ITHACA, N.Y., March 15 (UPI) -- The impressive tool-using abilities of the New Caledonian crow are made possible by its uniquely shaped beak. For the first time, researchers have quantified what makes the bird's beak so special.
"We used shape analysis and CT [computer tomography] scanning to compare the shape and structure of the New Caledonian crow's bill with some of its crow relatives and a woodpecker species with a similar foraging niche," Gavin Hunt, a senior research fellow at the University of Auckland in New Zealand, said in a news release.
Hunt is the author of a new paper on the morphology and evolution of the New Caledonian crow's bill, published this week in the journal Scientific Reports.
Researchers believe the crow's straight beak allows the crow to see more directly down the line of its nose, allowing it to better manipulate tools. Scientists argue the beak began adapting when the New Caledonian crow first began using tools.
New Caledonian crows frequently use a stick to poke at holes in the ground or logs where grubs are hiding. When the annoyed grubs finally latch on to the stick, the crow pulls it out and eats it. The crows also used barbed leaves and hooked twigs to fish bugs out of holes and crevices in tree trunks.

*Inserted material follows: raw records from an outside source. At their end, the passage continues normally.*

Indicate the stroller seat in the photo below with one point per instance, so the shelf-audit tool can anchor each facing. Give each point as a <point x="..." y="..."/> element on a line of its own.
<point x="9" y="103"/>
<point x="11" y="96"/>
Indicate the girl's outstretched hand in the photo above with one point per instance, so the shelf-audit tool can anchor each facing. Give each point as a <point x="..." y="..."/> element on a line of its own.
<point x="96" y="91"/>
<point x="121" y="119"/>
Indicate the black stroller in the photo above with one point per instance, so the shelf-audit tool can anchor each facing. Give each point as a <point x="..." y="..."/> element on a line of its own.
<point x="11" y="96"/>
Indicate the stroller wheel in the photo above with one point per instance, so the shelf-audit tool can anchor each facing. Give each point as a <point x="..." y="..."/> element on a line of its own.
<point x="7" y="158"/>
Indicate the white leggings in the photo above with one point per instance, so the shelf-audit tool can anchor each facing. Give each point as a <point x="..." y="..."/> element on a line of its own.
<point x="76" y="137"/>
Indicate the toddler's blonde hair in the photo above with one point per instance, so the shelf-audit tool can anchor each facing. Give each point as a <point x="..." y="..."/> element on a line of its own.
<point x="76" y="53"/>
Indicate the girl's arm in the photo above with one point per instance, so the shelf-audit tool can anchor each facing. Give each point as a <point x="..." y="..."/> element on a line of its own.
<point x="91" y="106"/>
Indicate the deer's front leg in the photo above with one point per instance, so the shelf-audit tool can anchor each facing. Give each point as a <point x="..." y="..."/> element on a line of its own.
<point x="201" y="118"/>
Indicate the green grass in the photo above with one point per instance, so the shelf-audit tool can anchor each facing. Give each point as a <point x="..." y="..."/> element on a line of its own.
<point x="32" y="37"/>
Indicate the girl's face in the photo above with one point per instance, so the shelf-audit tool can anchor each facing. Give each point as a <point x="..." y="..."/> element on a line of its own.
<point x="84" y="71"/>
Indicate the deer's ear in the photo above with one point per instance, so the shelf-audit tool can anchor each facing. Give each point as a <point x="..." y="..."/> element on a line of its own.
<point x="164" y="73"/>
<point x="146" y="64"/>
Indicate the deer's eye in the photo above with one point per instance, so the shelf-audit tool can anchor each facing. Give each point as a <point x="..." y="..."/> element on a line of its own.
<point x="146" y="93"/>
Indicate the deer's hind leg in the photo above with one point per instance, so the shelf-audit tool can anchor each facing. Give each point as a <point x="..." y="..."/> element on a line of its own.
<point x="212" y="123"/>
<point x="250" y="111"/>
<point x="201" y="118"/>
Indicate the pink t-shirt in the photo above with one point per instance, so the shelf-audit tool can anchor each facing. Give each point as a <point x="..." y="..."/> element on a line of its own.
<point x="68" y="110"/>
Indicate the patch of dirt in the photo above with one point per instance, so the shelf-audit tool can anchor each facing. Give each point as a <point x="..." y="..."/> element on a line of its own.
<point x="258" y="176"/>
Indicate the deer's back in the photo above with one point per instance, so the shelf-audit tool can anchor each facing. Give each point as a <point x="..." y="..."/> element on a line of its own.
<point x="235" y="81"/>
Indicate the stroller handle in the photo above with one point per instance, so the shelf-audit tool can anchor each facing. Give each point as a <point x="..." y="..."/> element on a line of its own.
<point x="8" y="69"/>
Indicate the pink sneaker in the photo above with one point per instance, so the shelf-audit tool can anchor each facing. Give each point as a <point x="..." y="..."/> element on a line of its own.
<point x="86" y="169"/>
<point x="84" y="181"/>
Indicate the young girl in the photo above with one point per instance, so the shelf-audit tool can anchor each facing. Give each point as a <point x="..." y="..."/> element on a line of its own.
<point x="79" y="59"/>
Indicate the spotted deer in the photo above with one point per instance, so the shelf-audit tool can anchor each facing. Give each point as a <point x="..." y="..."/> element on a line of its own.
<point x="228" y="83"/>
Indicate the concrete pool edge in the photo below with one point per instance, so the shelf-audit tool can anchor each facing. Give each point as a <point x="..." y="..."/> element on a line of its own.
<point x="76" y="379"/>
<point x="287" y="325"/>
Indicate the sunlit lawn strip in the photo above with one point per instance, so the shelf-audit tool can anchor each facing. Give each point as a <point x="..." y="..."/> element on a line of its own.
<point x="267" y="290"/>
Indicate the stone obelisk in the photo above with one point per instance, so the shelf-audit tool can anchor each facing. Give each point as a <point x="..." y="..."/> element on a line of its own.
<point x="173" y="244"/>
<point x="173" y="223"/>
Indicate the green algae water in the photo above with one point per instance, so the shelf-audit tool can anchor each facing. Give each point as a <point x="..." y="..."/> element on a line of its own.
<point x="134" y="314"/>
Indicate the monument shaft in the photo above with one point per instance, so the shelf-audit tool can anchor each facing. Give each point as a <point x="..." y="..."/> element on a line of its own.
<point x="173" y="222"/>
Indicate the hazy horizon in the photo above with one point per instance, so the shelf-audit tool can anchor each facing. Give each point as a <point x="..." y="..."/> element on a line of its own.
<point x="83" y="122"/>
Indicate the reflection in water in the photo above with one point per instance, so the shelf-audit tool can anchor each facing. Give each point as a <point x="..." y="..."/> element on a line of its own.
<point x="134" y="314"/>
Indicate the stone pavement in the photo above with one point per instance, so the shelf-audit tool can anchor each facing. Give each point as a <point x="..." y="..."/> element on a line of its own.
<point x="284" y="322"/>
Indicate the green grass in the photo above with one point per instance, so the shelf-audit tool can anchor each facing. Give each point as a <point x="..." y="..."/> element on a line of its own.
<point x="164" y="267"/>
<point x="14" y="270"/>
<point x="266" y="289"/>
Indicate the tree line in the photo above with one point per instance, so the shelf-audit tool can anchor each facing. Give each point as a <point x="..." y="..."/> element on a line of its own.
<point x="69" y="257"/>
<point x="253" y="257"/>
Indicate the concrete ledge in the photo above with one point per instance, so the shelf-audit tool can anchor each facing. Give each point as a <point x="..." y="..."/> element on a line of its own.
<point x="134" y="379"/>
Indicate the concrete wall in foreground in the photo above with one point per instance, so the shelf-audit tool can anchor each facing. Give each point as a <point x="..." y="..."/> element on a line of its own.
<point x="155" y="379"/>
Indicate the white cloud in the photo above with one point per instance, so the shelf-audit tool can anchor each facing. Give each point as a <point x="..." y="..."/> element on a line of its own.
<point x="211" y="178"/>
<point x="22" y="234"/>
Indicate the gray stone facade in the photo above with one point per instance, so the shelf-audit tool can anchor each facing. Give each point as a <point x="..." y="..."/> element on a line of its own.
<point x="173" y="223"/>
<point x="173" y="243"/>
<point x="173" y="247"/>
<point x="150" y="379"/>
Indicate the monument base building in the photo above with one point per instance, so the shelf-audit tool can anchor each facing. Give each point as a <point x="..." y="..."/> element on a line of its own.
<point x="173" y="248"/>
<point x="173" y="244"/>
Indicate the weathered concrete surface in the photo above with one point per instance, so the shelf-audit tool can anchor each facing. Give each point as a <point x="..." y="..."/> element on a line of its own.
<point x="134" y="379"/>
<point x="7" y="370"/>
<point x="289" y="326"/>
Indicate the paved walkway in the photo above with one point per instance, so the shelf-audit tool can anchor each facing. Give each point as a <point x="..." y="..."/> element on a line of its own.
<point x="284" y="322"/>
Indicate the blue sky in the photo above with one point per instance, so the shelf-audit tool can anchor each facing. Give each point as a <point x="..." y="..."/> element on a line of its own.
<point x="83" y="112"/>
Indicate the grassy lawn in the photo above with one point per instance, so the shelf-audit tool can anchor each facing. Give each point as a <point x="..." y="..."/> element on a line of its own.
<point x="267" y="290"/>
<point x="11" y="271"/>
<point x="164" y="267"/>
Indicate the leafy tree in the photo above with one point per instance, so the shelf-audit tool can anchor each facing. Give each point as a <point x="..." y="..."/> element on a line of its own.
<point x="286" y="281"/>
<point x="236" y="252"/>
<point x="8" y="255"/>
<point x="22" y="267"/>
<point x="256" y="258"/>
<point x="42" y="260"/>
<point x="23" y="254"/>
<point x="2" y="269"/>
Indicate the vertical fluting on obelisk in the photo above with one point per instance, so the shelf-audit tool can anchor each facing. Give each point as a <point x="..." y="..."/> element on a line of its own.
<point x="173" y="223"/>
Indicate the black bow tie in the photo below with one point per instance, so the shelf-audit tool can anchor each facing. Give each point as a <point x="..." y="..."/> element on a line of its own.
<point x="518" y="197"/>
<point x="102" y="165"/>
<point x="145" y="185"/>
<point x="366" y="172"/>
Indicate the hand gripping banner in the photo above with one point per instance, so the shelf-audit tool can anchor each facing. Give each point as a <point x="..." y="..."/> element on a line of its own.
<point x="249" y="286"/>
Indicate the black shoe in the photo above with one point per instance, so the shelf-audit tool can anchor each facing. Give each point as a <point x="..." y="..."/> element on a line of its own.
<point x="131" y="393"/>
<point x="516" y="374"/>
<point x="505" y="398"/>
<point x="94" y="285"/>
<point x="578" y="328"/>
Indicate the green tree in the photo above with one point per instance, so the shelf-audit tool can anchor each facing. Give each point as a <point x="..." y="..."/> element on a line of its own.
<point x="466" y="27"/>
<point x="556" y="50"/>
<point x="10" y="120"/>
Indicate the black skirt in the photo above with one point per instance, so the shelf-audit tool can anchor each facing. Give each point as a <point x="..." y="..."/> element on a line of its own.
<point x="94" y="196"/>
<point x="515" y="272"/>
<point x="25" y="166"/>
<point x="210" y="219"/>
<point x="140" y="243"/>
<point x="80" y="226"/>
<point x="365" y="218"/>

Crows with straighter, sturdier bills had an advantage when using tools to forage -- an advantage that paid off in the form of longevity and reproductive success. Ultimately, these adaptations allowed the crow to begin making and using more complex tools.
"Their bill is shorter than a regular crow's," said study co-author Kevin McGowan, Cornell ornithologist and crow expert. "It's blunter, and it doesn't curve down like nearly all bird bills do."
"The lower mandible actually curves slightly up, which likely gives it the strength it needs to hold the tool," McGowan explained. "And because the bill doesn't curve downward it brings the tool into the narrow range of the bird's binocular vision so it can better see what it is doing."